Architecture Overview
Architecture Overview
QUI.IS is a privacy-first federated AI platform built on three layers: a central hub for authentication and billing, a local gateway per device, and a collection of specialized services that power AI capabilities.
The Layer Model
Cloud Layer: Central Hub — authentication, billing, federation relay
↕
Local Layer: QUI Core — your local gateway, service orchestration
↕
Service Layer: 14+ specialized services — characters, memory, reasoning, tools, consciousness
↕
App Layer: Strings, ThinkThing — user-facing applications
Central Hub (Mothership)
The cloud component. Handles:
- Authentication — user accounts, device trust, 2FA
- Billing — prepaid balance, usage tracking, cost settlement
- LLM Proxy — routes LLM calls to providers (Anthropic, OpenAI, Google, X) with billing
- Federation Relay — stores and forwards encrypted messages between instances
The hub never sees your conversations. It handles money and identity. Message content is encrypted end-to-end between instances.
QUI Core (Local Gateway)
Runs on your device. Handles:
- Service discovery — knows what services are running and where
- Local authentication — device fingerprinting, trust scores, JWT tokens
- LLM routing — forwards AI requests to the hub (or to local models)

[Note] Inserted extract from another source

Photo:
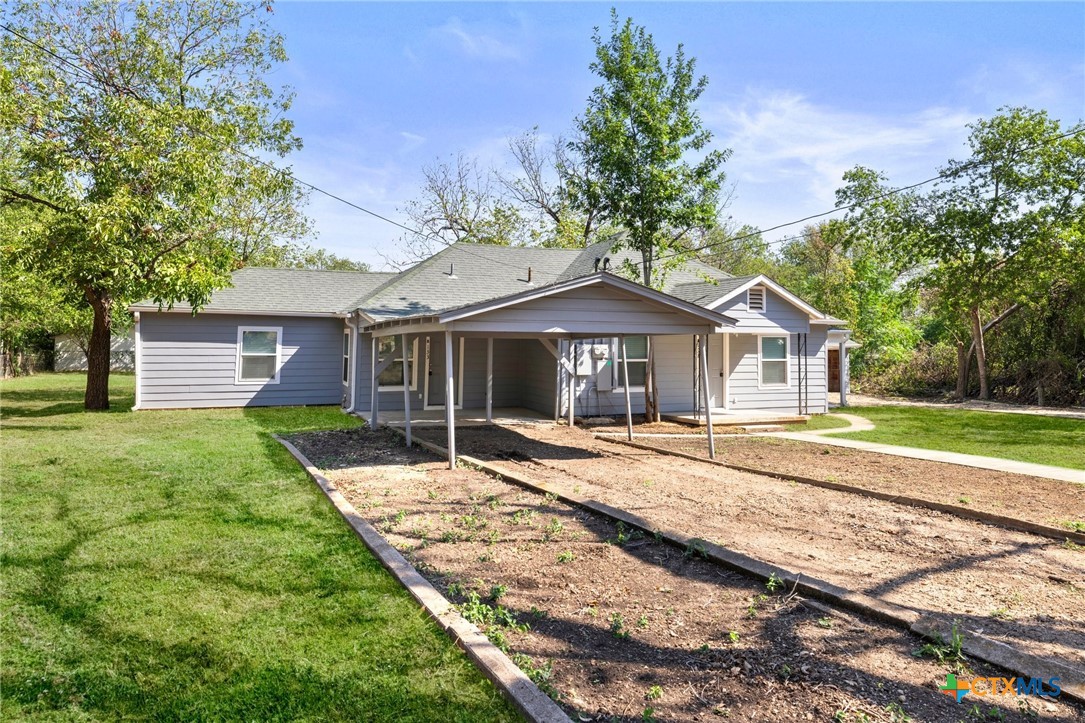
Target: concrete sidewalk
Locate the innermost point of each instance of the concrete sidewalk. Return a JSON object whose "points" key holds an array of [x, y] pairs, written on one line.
{"points": [[995, 464]]}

- Dashboard — the web interface you interact with
Core Services
14+ specialized services, each responsible for one capability:
| Service | What It Does |
|---|---|
| Qui Anima | Character management, LLM routing, tool triggers |
| Memory | Semantic memory with vector search |
| Cortex | Memory consolidation (8 modes) |
| M2M | Inter-character messaging and federation |
| Autothink | 14 thinking strategies |
| Thalamus | Event routing, channel webhooks |
| ThinkThing | Visual workflow builder (143+ nodes) |
| Qonscious | Consciousness state machine |
| FractalMind | Recursive multi-directional thinking |
| Qleph | Relational micro-language engine |
| Voice | Text-to-speech and speech-to-text |
| Terminal | Shell command execution |
| MCP Gateway | 165+ external tool integrations |
| Qllama | Local LLM model hosting |
The LLM Call Chain
Every AI response in QUI follows the same path:
Your message → Anima (loads character context) → QUI Core (routes request) → Central Hub (billing) → LLM Provider → response streamed back
For local models, QUI Core detects the model prefix and routes directly to Qllama, bypassing the central hub entirely.
Zero-Knowledge Principle
The architecture enforces privacy by design:
- Your conversations are stored locally in the Memory Service on your device
- Your character configurations live in the Anima database on your device
- Your files are stored in the Memory Service database on your device
- The central hub handles authentication, billing, and message relay — but never sees conversation content
- Federated messages are encrypted before leaving your instance
The only data that reaches the cloud is authentication credentials and billing transactions. Content flows exclusively between your device and LLM providers.
Resilience
QUI uses a fail-open design — if an optional service is temporarily unavailable, your core AI interactions keep working. Only QUI Core and Qui Anima are essential for chat. Other services (memory, reasoning, consciousness, tools) gracefully degrade without breaking your conversation.
After initial installation, services start automatically and stay running across reboots.